In the Sunday Washington Post, Dan Balz looked at the similarities and differences between Reagan’s first two years as president and Obama’s. “Both men succeeded unpopular presidents of the opposite party. Both offered big and bold plans… Both presidents were forced by events that preceded their elections to contend with economies in serious trouble. Both saw the unemployment rate rise sharply during their first two years in office -- under Reagan, the rate hit 10.8 percent by November 1982 -- and both saw their approval ratings decline as the numbers of jobless grew… Republicans suffered significant losses in the House in Reagan's first midterm election, giving Democrats an even larger majority. Most Democrats are braced for a similarly bad night this November.”

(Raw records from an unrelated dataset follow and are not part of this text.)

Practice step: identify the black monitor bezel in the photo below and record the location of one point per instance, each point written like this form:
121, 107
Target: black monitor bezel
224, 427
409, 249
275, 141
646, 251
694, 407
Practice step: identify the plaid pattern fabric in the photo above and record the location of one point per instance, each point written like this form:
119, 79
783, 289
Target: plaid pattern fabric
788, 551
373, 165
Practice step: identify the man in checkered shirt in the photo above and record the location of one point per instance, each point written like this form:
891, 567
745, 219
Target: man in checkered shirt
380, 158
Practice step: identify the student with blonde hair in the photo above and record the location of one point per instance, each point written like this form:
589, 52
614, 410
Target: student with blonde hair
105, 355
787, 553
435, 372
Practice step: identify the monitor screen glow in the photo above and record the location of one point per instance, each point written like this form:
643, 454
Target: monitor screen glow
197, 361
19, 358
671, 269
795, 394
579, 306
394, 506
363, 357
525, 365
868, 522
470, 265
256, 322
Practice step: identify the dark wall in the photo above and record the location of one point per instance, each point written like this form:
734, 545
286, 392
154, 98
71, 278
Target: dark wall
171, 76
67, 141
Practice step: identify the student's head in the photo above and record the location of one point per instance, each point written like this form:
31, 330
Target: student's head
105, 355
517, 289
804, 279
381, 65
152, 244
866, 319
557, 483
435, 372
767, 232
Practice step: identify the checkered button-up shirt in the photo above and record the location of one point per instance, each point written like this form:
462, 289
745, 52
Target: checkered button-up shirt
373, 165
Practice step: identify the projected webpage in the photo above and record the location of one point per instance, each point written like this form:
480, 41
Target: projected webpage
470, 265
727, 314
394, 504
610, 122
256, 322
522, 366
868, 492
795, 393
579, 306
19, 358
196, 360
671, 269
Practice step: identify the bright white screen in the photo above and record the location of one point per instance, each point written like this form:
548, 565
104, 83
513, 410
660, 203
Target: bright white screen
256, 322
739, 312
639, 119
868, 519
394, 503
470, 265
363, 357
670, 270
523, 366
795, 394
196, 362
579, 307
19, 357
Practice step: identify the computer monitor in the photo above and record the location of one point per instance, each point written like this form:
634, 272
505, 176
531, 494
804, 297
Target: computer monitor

But: “The economy rebounded significantly during Reagan's third and fourth years in office. The unemployment rate declined, although not spectacularly. It was still at 8.3 percent in December 1983 and at 7.5 percent in August 1984 as the general election campaign was entering its final months… the contrary, the outlook for 2011 and 2012 is far more modest. The Congressional Budget Office said in its latest forecast last week that the pace of growth in the coming years "is likely to be slower than usual" compared with past recessions.”

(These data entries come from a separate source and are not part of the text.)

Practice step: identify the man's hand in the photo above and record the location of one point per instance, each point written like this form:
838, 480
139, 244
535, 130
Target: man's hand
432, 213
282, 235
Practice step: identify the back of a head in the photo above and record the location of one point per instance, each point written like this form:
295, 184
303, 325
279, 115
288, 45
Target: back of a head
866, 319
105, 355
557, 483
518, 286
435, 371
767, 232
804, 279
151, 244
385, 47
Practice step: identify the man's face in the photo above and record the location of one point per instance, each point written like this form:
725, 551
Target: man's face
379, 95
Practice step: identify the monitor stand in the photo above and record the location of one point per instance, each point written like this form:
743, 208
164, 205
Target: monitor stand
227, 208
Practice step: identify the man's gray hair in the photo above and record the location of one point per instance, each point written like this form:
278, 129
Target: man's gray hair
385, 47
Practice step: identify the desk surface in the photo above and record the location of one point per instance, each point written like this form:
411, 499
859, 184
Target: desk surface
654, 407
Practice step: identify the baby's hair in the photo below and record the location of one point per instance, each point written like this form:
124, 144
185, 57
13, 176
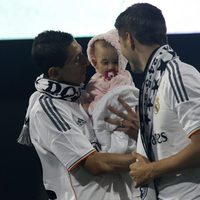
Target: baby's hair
103, 43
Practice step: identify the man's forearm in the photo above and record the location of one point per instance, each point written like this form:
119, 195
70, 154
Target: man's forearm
185, 159
99, 163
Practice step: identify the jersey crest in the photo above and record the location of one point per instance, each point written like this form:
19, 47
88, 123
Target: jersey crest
80, 122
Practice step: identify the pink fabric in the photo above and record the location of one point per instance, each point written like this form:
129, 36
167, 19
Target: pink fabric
98, 86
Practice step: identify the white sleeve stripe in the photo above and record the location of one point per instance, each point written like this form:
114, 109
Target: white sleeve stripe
170, 80
80, 159
181, 81
177, 83
52, 113
59, 115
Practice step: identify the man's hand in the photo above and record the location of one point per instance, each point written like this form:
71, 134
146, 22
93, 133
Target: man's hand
141, 170
129, 122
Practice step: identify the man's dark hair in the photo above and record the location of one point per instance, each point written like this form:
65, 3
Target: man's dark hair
49, 49
145, 22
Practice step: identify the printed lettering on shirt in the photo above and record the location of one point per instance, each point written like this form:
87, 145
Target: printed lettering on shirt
158, 138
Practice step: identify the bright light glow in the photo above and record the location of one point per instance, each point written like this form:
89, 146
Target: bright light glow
24, 19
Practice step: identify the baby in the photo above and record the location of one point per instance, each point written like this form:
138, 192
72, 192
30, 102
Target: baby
110, 81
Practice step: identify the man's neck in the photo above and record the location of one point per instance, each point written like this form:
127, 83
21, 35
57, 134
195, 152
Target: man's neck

The Sunday New York Times reported that the president "plans to make a high-profile speech on the drawdown next week, and aides are discussing whether to have him meet with returning troops. Vice President Joseph R. Biden Jr. will address the Veterans of Foreign Wars in Indianapolis on Monday."

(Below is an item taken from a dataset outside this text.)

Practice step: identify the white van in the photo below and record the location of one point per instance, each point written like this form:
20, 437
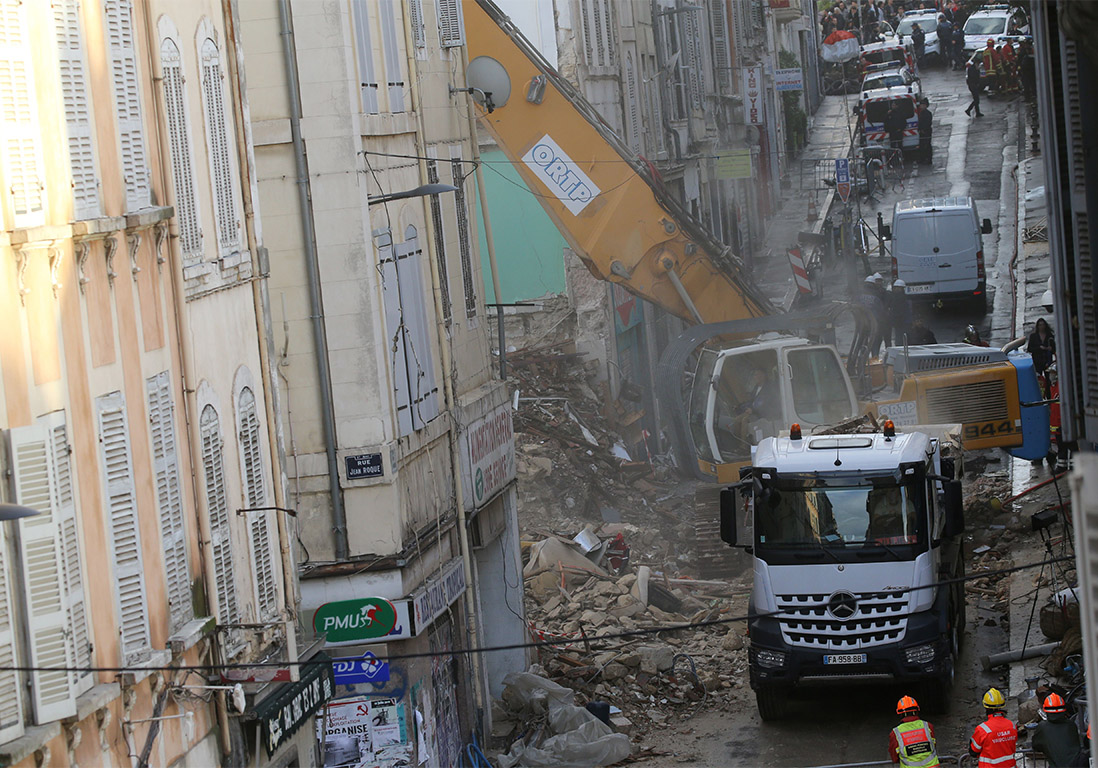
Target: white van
938, 248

The Washington Post notes how Republicans are criticizing Obama’s 10-day vacation in Martha’s Vineyard. “One potential complication: Obama has spent far less time on vacation than his Republican predecessor, George W. Bush, had at this point in his presidency. Veteran CBS News White House correspondent Mark Knoller, a fastidious keeper of presidential statistics, has kept count. By his tally, Obama has embarked on nine ‘vacations’ since taking office, bringing his total days off to 48. Some of those trips lasted a day and some, like his Christmas holiday in Hawaii, more than a week. By comparison, Bush had visited his ranch in Crawford, Tex., 14 times at this point in his administration and spent 115 days there. And yes, Democrats let him have it, too, complaining that he was a chronic vacationer.”
The Boston Globe: “Thus far, the vacationing president and his family have stayed mostly out of view, which political specialists say reflects a justifiable demand for privacy combined with White House concern about negative political fallout if the president is shown enjoying a privileged retreat during hard economic times.”